Perhaps confirm that the two datasets have identical columns?

my train set and test set contains float vlaues but when i predicting by using classifier it says continious is not supported

That is odd. Perhaps double check your data was loaded correctly?

Hi Jason for XBGRegressor i got RMSE =1043 fro big mart dataset and the bset score i got 0.59974 so can i use best score as my accuracy as the RMSE value look very large please suggest

This is a common question that I answer here:

https://machinelearningmastery.com/faq/single-faq/how-to-know-if-a-model-has-good-performance

Hi Jason,

I just found this wonderful blog.
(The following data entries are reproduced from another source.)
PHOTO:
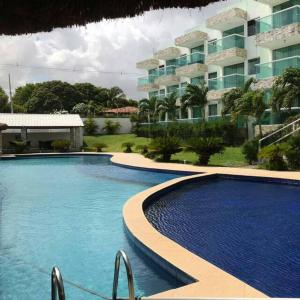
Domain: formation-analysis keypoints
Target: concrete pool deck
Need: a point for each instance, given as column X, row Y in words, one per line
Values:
column 210, row 281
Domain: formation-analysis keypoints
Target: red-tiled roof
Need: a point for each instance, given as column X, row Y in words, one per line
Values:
column 123, row 110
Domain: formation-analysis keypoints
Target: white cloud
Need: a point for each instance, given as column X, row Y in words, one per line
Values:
column 111, row 45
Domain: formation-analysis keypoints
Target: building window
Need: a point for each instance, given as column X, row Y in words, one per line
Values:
column 234, row 69
column 213, row 109
column 197, row 80
column 252, row 69
column 252, row 27
column 235, row 30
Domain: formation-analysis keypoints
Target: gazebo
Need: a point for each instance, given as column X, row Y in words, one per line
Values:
column 39, row 130
column 30, row 16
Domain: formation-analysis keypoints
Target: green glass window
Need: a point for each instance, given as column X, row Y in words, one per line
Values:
column 285, row 52
column 285, row 5
column 213, row 109
column 235, row 30
column 251, row 65
column 197, row 80
column 172, row 88
column 153, row 94
column 234, row 69
column 198, row 49
column 171, row 62
column 196, row 111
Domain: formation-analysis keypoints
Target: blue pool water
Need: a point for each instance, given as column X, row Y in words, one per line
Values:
column 249, row 229
column 68, row 212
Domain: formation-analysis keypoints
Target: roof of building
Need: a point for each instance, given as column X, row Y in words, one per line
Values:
column 123, row 110
column 40, row 120
column 30, row 16
column 3, row 126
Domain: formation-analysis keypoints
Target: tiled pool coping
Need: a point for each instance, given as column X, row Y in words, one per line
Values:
column 210, row 281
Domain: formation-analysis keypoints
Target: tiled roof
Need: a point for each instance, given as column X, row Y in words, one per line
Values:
column 41, row 120
column 123, row 110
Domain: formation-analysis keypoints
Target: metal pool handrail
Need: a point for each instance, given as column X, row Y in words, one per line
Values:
column 122, row 254
column 57, row 285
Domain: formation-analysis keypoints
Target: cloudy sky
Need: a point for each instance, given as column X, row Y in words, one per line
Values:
column 113, row 47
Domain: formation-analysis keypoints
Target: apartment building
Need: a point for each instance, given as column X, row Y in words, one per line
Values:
column 252, row 38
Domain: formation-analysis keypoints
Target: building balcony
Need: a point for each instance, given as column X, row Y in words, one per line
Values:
column 191, row 39
column 281, row 29
column 227, row 19
column 148, row 64
column 227, row 51
column 276, row 67
column 218, row 86
column 168, row 53
column 191, row 65
column 271, row 2
column 167, row 76
column 147, row 84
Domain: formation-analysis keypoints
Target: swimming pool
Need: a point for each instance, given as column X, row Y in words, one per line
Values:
column 67, row 211
column 250, row 229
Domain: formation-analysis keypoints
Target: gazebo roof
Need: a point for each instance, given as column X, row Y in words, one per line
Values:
column 3, row 126
column 30, row 16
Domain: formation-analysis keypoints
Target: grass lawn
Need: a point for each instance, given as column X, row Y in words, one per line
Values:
column 231, row 157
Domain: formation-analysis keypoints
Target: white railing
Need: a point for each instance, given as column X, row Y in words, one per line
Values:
column 280, row 134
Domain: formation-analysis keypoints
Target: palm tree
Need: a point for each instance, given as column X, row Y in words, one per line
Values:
column 149, row 107
column 195, row 96
column 168, row 106
column 114, row 96
column 252, row 104
column 231, row 98
column 286, row 90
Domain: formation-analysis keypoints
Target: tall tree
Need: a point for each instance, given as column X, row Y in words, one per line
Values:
column 231, row 98
column 168, row 106
column 149, row 107
column 252, row 104
column 4, row 106
column 195, row 96
column 286, row 90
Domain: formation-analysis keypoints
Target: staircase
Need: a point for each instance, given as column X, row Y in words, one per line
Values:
column 280, row 134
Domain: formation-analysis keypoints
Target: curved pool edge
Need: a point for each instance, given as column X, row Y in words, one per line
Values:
column 210, row 281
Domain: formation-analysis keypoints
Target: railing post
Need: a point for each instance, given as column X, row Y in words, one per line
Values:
column 57, row 285
column 122, row 254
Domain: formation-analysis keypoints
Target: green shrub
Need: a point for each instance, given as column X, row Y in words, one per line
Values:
column 19, row 146
column 111, row 127
column 90, row 126
column 143, row 149
column 204, row 147
column 221, row 128
column 273, row 155
column 293, row 152
column 250, row 150
column 164, row 147
column 127, row 147
column 61, row 145
column 99, row 146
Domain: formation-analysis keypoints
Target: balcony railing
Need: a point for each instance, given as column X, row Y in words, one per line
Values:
column 227, row 42
column 229, row 81
column 168, row 70
column 276, row 67
column 278, row 19
column 146, row 80
column 197, row 57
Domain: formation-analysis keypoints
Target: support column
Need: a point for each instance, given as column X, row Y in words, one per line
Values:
column 1, row 151
column 72, row 138
column 24, row 134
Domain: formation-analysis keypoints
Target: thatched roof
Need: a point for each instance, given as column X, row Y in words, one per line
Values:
column 3, row 126
column 30, row 16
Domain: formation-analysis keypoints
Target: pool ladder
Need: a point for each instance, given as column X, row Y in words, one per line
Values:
column 57, row 284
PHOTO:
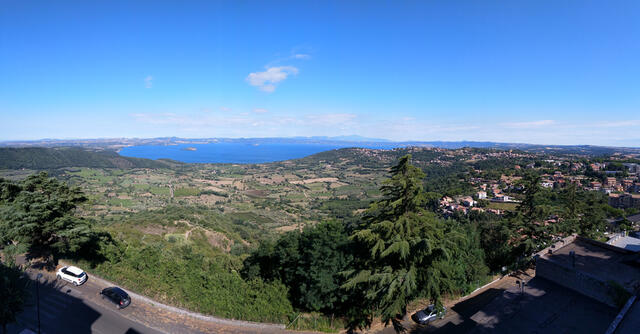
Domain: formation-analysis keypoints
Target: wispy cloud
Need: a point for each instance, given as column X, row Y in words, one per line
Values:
column 616, row 124
column 148, row 81
column 528, row 125
column 301, row 56
column 267, row 80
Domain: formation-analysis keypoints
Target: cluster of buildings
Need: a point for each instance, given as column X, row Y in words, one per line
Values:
column 463, row 204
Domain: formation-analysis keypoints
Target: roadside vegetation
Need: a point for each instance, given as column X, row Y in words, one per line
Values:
column 336, row 240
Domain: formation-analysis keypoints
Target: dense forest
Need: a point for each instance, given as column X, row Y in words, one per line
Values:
column 40, row 158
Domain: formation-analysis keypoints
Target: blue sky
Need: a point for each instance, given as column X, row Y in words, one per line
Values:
column 547, row 72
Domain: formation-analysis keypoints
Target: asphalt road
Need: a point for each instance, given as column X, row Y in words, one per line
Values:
column 65, row 308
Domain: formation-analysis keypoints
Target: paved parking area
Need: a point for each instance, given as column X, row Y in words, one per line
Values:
column 544, row 307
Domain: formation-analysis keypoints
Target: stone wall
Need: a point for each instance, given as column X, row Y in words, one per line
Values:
column 577, row 281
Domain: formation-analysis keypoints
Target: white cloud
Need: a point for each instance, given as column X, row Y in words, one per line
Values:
column 301, row 56
column 148, row 81
column 527, row 125
column 266, row 81
column 620, row 124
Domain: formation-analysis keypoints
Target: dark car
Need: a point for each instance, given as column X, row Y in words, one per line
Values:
column 430, row 313
column 116, row 296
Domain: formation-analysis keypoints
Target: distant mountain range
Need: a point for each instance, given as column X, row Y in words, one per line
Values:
column 116, row 144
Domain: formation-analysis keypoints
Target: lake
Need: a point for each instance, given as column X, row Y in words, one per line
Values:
column 240, row 153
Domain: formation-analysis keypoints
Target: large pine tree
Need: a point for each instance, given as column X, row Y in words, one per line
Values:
column 400, row 242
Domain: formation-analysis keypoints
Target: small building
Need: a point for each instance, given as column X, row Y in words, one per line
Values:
column 590, row 267
column 623, row 201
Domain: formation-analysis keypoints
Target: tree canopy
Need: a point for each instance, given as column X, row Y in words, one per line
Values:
column 407, row 251
column 39, row 213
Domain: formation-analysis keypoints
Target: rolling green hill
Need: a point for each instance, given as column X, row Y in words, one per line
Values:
column 50, row 158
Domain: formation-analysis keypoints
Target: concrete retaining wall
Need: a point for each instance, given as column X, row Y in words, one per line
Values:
column 577, row 281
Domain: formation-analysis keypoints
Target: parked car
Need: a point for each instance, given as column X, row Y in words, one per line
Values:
column 430, row 313
column 72, row 274
column 116, row 296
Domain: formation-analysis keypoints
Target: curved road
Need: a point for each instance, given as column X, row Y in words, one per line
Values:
column 65, row 308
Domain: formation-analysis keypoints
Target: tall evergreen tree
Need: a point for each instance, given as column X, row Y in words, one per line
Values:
column 401, row 242
column 39, row 212
column 528, row 227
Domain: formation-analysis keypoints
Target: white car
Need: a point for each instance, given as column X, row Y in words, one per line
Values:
column 72, row 274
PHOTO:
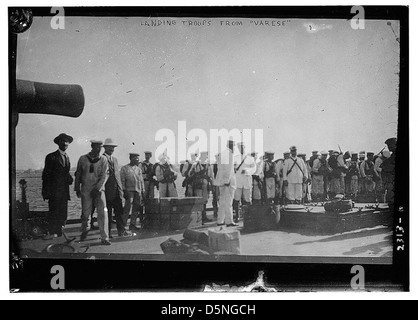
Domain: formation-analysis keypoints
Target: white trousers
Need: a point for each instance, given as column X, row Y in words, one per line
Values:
column 226, row 196
column 99, row 202
column 168, row 190
column 242, row 193
column 294, row 191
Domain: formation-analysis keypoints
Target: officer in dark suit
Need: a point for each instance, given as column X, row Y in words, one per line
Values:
column 114, row 192
column 56, row 180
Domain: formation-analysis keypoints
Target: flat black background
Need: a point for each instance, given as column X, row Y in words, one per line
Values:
column 324, row 274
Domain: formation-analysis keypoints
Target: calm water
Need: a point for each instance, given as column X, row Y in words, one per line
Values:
column 34, row 193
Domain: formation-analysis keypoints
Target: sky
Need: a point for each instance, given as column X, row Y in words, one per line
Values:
column 315, row 84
I still have some questions about using XGBoost. I don’t know if I can ask for help from you.

I am new with using XGBoost. XGBClassifier to build the model. I have used GridSearchCV to create a tune-grid to find the optimal hyperparameters and I have gotten my final model. I used ‘auc’ as my classification metrics. My question is that I use

yPred = model.predict(Xtest),

but the result(yPred) are float values range from 0 to 1. Who do I decide the threshold value to mapping those value to 0 and 1?

I saw you used round(value), which is equivalent to setting the threshold to 0.5, I think. Is there any rule that I need to follow to find the threshold value for my model? I am looking forward to your reply. Thank you so much.

Sincerely,

Danny

Sincerely,

Yilin Wang

Thanks!

If you are using ROC AUC, you can use the threshold that achieves the best F-measure or J-metric directly.

If unsure, test each threshold from the ROC curve against the F-measure score.

I hope that helps.

Hi Jason:

Thanks for your tutorial.

This tutorial is based on the Sklearn API, do you have any example to do StratifiedKFold in XGboost’s native API?

Thanks

Sorry, I don’t have tutorials using the native apis.

Hello Jason,

thanks for this tutorial. There is a way to view the confusion matrix of every validation?

thanks.

No, typically a confusion matrix is calculated for a single hold-out dataset.